The router provides an auto_cache flag that allows you to explicitly control the caching behavior for your requests on supported providers. This gives you finer-grained control over when a request’s response should be cached or retrieved from cache.

How Auto Cache Works

The auto_cache flag is a boolean parameter that can be sent within a custom requesty field in your request payload.

  • "auto_cache": true: This will instruct the router to attempt to cache the response from the provider. If a similar request has been cached previously, it might be served from the cache (depending on the provider’s caching strategy and TTL).
  • "auto_cache": false: This will instruct the router to bypass any automatic caching logic for this specific request and always fetch a fresh response from the provider.
  • If auto_cache is not provided: The router falls back to a default caching behavior which can depend on the origin of the request (e.g., calls from Cline or Roo Code default to caching).
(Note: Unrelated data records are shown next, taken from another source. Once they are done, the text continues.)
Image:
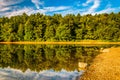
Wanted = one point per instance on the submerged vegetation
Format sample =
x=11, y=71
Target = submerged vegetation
x=39, y=27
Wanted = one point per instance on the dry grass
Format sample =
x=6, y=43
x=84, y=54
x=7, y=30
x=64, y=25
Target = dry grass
x=106, y=66
x=81, y=42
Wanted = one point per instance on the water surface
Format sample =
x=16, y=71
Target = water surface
x=45, y=62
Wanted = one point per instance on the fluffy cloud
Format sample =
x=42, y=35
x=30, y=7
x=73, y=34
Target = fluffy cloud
x=37, y=3
x=9, y=2
x=50, y=9
x=87, y=2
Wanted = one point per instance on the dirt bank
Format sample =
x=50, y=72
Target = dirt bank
x=106, y=66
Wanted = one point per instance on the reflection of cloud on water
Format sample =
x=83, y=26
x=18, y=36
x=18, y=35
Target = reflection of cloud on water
x=14, y=74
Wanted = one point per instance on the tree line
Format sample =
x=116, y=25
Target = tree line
x=46, y=57
x=39, y=27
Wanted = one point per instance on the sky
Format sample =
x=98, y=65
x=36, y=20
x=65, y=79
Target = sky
x=10, y=8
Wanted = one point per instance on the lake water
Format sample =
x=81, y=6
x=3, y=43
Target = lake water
x=45, y=62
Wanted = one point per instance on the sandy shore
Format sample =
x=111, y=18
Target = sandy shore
x=106, y=66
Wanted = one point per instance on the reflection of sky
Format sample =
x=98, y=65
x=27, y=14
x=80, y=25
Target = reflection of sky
x=14, y=74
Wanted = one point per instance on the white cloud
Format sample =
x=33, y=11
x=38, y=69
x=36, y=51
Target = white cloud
x=9, y=2
x=50, y=9
x=87, y=2
x=2, y=9
x=37, y=3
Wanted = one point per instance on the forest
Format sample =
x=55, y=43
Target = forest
x=46, y=57
x=39, y=27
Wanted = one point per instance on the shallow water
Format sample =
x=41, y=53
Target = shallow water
x=45, y=62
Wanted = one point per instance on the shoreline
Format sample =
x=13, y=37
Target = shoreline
x=81, y=42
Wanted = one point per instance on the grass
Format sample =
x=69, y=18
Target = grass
x=68, y=42
x=106, y=66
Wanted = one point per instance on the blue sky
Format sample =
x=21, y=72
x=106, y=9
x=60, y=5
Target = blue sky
x=17, y=7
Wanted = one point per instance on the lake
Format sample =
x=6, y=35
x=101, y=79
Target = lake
x=46, y=62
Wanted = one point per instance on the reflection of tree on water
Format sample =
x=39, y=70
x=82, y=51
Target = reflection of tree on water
x=45, y=57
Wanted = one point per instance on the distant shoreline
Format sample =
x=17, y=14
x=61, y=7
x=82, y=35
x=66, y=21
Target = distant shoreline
x=81, y=42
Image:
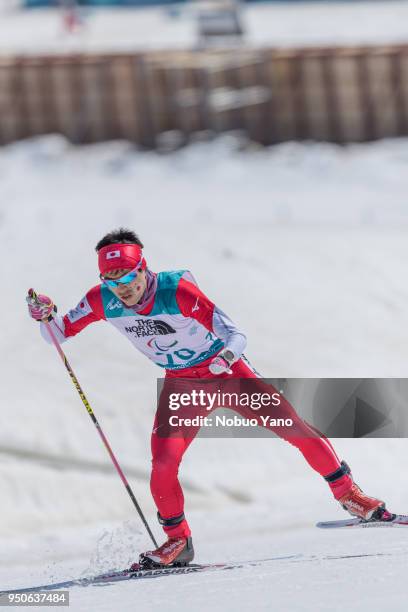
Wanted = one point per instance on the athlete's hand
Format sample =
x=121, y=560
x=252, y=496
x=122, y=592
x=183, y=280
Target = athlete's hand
x=40, y=307
x=220, y=365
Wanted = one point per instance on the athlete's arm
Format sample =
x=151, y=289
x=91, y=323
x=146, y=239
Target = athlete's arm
x=89, y=310
x=195, y=304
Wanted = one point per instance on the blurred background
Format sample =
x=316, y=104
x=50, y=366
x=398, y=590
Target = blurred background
x=264, y=146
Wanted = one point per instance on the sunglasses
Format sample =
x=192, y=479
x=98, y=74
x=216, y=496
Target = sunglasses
x=123, y=280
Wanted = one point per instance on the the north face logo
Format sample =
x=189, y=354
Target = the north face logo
x=150, y=328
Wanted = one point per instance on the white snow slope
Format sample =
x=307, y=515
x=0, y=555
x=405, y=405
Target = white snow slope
x=277, y=24
x=305, y=246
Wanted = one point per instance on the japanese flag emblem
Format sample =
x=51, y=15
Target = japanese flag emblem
x=112, y=254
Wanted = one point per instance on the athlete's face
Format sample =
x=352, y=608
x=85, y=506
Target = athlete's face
x=130, y=293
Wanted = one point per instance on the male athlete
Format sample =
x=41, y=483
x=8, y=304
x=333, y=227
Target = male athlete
x=168, y=319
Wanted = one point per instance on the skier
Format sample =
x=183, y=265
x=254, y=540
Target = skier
x=203, y=343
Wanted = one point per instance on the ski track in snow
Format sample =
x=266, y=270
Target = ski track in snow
x=314, y=239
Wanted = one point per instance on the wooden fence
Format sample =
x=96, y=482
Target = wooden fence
x=327, y=94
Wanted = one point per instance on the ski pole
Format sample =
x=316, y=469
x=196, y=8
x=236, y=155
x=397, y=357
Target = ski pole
x=98, y=427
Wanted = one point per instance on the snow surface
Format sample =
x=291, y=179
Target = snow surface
x=305, y=247
x=277, y=24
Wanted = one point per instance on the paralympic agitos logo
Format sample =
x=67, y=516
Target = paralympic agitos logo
x=144, y=328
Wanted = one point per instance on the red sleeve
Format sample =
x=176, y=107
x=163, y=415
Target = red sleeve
x=194, y=304
x=89, y=310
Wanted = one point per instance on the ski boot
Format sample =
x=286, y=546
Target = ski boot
x=352, y=498
x=361, y=505
x=176, y=552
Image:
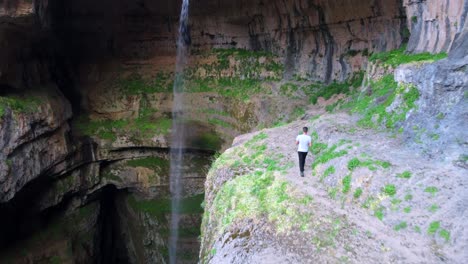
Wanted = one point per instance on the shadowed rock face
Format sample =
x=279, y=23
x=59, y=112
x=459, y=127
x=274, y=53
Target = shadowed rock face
x=315, y=39
x=434, y=23
x=61, y=59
This flag provides an explicit override to the default caching logic determined by the request origin or other implicit factors.

How to Use Auto Cache

To use the auto_cache flag, include it within the requesty object in your request.

{
  "model": "openai/gpt-4",
  "messages": [{"role": "user", "content": "Tell me a joke."}],
  "requesty": {
    "auto_cache": true
  }
}

Example with Auto Cache

This example demonstrates how to set the auto_cache flag using the OpenAI Python client. The requesty field is passed as an additional parameter.

Python

import openai

requesty_api_key = "YOUR_REQUESTY_API_KEY"  # Safely load your API key

client = openai.OpenAI(
    api_key=requesty_api_key,
    base_url="https://router.requesty.ai/v1",
)

system_prompt = "YOUR ENTIRE KNOWLEDGEBASE"  # Replace this with you actual long prompt

response = client.chat.completions.create(
    model="vertex/anthropic/claude-3-7-sonnet",
    messages=[
        {"role": "system", "content": system_prompt},
        {"role": "user", "content": "What is the capital of France?"}
    ],
    extra_body={
        "requesty": {
            "auto_cache": True
        }
    }
)
print("Response:", response.choices[0].message.content)

Javascript

import OpenAI from 'openai';

const client = new OpenAI({
  apiKey: "YOUR_REQUESTY_API_KEY",
  baseURL: "https://router.requesty.ai/v1",
});

// Make request with auto_cache enabled
const response = await client.chat.completions.create({
  model: "anthropic/claude-3-7-sonnet-latest",
  messages: [
    { role: "system", content: "YOUR ENTIRE KNOWLEDGEBASE" },
    { role: "user", content: "What is the capital of France?" }
  ],
  requesty: {
    auto_cache: true
  }
});

console.log("Response:", response.choices[0].message.content);

Important Notes

  1. Explicit Control: auto_cache provides explicit control. true attempts to cache, false prevent caching for providers where cache writes incur extra costs.
  2. Default Behavior: If auto_cache is not specified in the requesty field, the caching behavior reverts to defaults.
  3. Provider Support: This flag is respected by providers/models where cache writes incur extra costs, e.g. Anthropic and Gemini.